WTJP-TV
- Gadsden–Birmingham, Alabama; United States;
- City: Gadsden, Alabama
- Channels: Digital: 26 (UHF); Virtual: 60;

Programming
- Affiliations: 60.1: TBN; for others, see § Subchannels;

Ownership
- Owner: Trinity Broadcasting Network; (Trinity Broadcasting of Texas, Inc.);

History
- First air date: July 22, 1986
- Former channel numbers: Analog: 60 (UHF, 1986–2009)

Technical information
- Licensing authority: FCC
- Facility ID: 1002
- ERP: 1,000 kW
- HAAT: 329 m (1,079 ft)
- Transmitter coordinates: 33°48′53″N 86°26′55″W﻿ / ﻿33.81472°N 86.44861°W

Links
- Public license information: Public file; LMS;
- Website: www.tbn.org

= WTJP-TV =

Television station in Gadsden, Alabama

WTJP-TV (channel 60) is a television station licensed to Gadsden, Alabama, United States, serving the Birmingham area. The station is owned by the Trinity Broadcasting Network (TBN). WTJP-TV's transmitter is located on Blount Mountain near Springville, Alabama.

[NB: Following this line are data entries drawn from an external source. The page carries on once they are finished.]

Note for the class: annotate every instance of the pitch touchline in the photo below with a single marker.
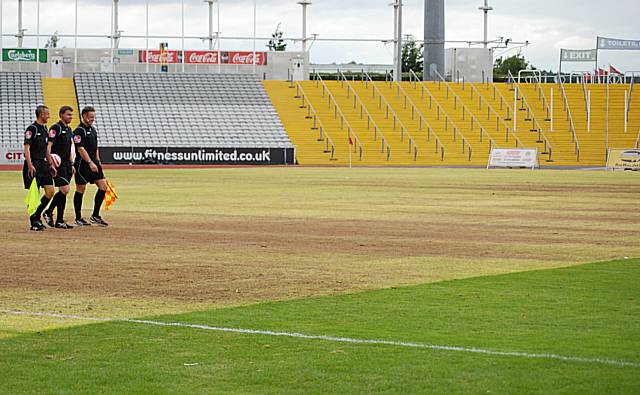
(474, 350)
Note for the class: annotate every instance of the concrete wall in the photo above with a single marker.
(126, 61)
(474, 64)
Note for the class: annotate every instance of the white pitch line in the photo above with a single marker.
(474, 350)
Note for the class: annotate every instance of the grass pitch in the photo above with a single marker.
(204, 246)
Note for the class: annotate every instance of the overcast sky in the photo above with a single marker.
(548, 24)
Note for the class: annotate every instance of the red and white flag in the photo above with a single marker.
(613, 70)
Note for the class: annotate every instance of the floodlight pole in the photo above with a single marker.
(218, 36)
(210, 2)
(1, 32)
(255, 24)
(304, 4)
(75, 40)
(146, 37)
(397, 39)
(38, 35)
(20, 34)
(486, 8)
(182, 34)
(116, 31)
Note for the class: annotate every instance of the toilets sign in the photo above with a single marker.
(579, 55)
(617, 44)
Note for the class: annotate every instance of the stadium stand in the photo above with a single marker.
(181, 110)
(60, 92)
(20, 93)
(420, 120)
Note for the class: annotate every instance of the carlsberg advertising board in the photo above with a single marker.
(23, 55)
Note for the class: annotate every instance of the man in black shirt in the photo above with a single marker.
(60, 137)
(37, 163)
(88, 168)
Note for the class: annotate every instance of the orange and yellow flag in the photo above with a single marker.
(111, 196)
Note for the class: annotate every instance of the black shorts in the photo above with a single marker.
(85, 176)
(65, 172)
(43, 174)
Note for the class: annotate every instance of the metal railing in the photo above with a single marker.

The station formerly operated from a studio located on Rosedale Avenue in Gadsden. That facility was one of several closed by TBN in 2019 following the Federal Communications Commission (FCC)'s repeal of the "Main Studio Rule", which required full-service television stations like WTJP-TV to maintain facilities in or near their communities of license.

==History==
The station first signed on the air on July 22, 1986, and was built and signed on by All American TV (not to be confused with an unrelated television syndication company of a similar name), a minority-owned firm with close ties to the Trinity Broadcasting Network; all of All American's stations were TBN affiliates. TBN acquired the All American group outright, including WTJP, in 2000.

==Technical information==
===Subchannels===

Subchannels of WTJP-TV
| Channel | Res.Tooltip Display resolution | Short name | Programming |
| 60.1 | 720p | TBN HD | TBN |
| 60.2 | TVDEALS | Infomercials |
| 60.3 | 480i | Inspire | TBN Inspire |
| 60.4 | ONTV4U | OnTV4U (infomercials) |
| 60.5 | POSITIV | Positiv |

===Analog-to-digital conversion===
WTJP-TV shut down its analog signal, over UHF channel 60, on April 16, 2009, ahead of the official June 12 date on which full-power television stations in the United States transitioned from analog to digital broadcasts under federal mandate. The station's digital signal remained on its pre-transition UHF channel 26, using virtual channel 60.

===Former translators===
WTJP-TV's signal was formerly relayed on low-power translator stations W51BY (channel 51) in Jasper and W46BU (channel 46) in Tuscaloosa; the latter station went silent on April 13, 2010, due to declining support, which was attributed to the digital transition.